Much of the story is told in past tense and I found it somewhat telling. I felt disappointed I didn't experience the major events but was told about them afterwards, sometimes from ephemeral positions. I am not saying it needed to be told differently or that this doesn't work, but a haunting feeling of being cheated balances the positives of this structure.
Overall, Patrick Warner can write. He gives us a fine example on pages 233 and 238, sort of before editing and after editing snapshots of prose. I won't say much more, but every page, every paragraph, every sentence, and nearly every word worked, and it worked very well. This man can lay down the lines!

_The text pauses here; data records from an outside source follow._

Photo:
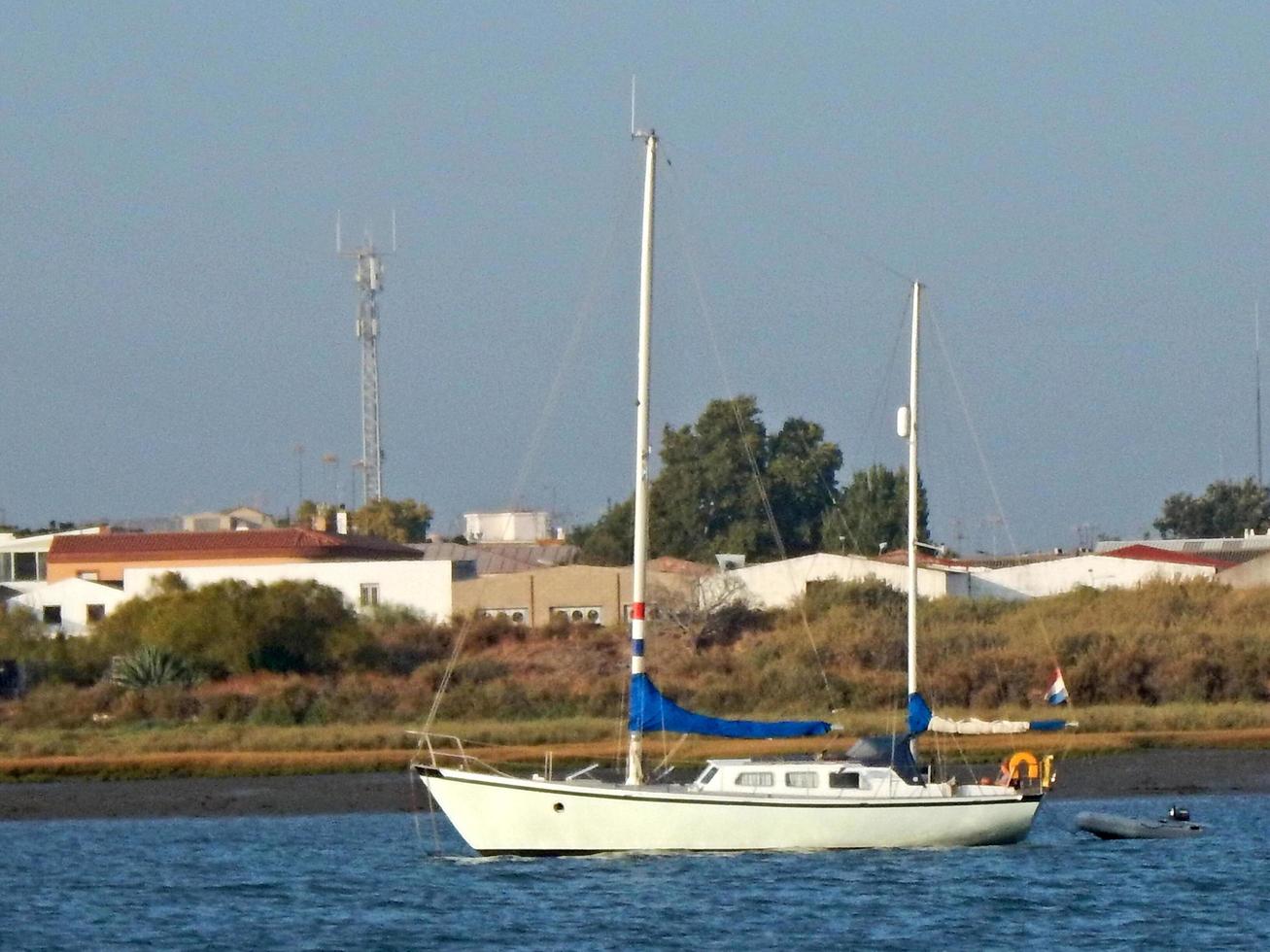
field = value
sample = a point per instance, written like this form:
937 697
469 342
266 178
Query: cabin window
844 779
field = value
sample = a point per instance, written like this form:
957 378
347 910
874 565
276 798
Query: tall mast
639 569
369 281
1256 365
910 430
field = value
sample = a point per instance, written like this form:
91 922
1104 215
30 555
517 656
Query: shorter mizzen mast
639 567
907 428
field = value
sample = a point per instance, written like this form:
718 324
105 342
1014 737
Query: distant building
778 584
104 558
227 521
1228 550
498 558
517 526
1120 567
580 593
71 604
24 560
423 587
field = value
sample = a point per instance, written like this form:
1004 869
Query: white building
778 584
24 560
71 604
425 587
1121 567
507 527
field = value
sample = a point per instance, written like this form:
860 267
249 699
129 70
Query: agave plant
152 666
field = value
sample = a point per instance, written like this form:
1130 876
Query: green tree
724 483
872 513
1225 509
607 541
234 628
306 512
397 520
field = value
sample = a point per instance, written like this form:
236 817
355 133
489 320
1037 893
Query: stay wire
706 315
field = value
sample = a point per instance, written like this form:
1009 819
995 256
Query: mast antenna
368 276
1256 367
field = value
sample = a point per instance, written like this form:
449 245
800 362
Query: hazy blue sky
1081 186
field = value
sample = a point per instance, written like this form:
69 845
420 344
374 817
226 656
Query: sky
1080 187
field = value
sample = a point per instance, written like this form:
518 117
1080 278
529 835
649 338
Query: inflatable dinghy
1175 825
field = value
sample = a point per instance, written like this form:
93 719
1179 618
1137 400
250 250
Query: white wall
505 527
12 545
422 586
74 596
778 584
1059 575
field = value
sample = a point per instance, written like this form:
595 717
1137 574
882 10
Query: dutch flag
1057 691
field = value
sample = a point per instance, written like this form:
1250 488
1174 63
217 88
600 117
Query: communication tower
368 277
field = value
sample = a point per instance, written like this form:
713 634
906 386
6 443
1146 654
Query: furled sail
922 719
652 711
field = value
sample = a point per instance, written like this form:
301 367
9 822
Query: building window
25 566
594 615
802 778
844 779
517 615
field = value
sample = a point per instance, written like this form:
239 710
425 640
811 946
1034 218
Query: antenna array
368 277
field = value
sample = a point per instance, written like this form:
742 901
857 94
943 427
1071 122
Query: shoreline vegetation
177 753
1166 665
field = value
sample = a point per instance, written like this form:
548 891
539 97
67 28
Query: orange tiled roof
302 545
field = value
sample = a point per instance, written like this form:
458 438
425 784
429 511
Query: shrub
152 666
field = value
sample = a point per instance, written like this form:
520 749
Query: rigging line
992 485
583 315
753 463
971 426
873 415
836 240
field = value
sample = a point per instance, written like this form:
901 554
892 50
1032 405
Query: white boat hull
498 815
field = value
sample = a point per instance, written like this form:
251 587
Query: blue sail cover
652 711
922 719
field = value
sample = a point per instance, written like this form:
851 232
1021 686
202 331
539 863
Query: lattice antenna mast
369 281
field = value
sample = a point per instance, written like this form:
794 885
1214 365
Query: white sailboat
875 795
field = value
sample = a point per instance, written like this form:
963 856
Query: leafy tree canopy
1225 509
719 480
232 628
870 516
397 520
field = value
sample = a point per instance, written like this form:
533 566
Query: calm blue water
373 881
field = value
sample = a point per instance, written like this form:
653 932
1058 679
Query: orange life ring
1021 766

The words that did not work were very subtle. Freddy has never driven and argues he cannot drive, yet he has no trouble discerning fourth gear in a beat up Mexican van. I remember when I first drove and had to be told where the gears were and was made to learn them before we moved. Way back when cars were started with cranks. There is a line about only one ferry in service on the Tickle. Warner doesn't state the station, but the only station I've heard that on was CBC and they always said ",The ferries are running on the Tickle." Took me a month to figure out what a Tickle was. His line is plausible and probably accurate, but my short-lived life in St. John's disagreed with the line. It's me, not the story. The other lines, especially about the moose on the outer ring road, brought me back to St. John's in a concrete way. His descriptions were just enough to keep the prose focused on the conflict but detailed enough to fly me back to one of my favorite cities. Looking at the rooftops from Harvey Road! My old stomping grounds. :)
Overall a book anybody who writes should read. Warner explores technique you will not find elsewhere. It is also a book non-writers should read. This story has an important lesion: what goes around comes around!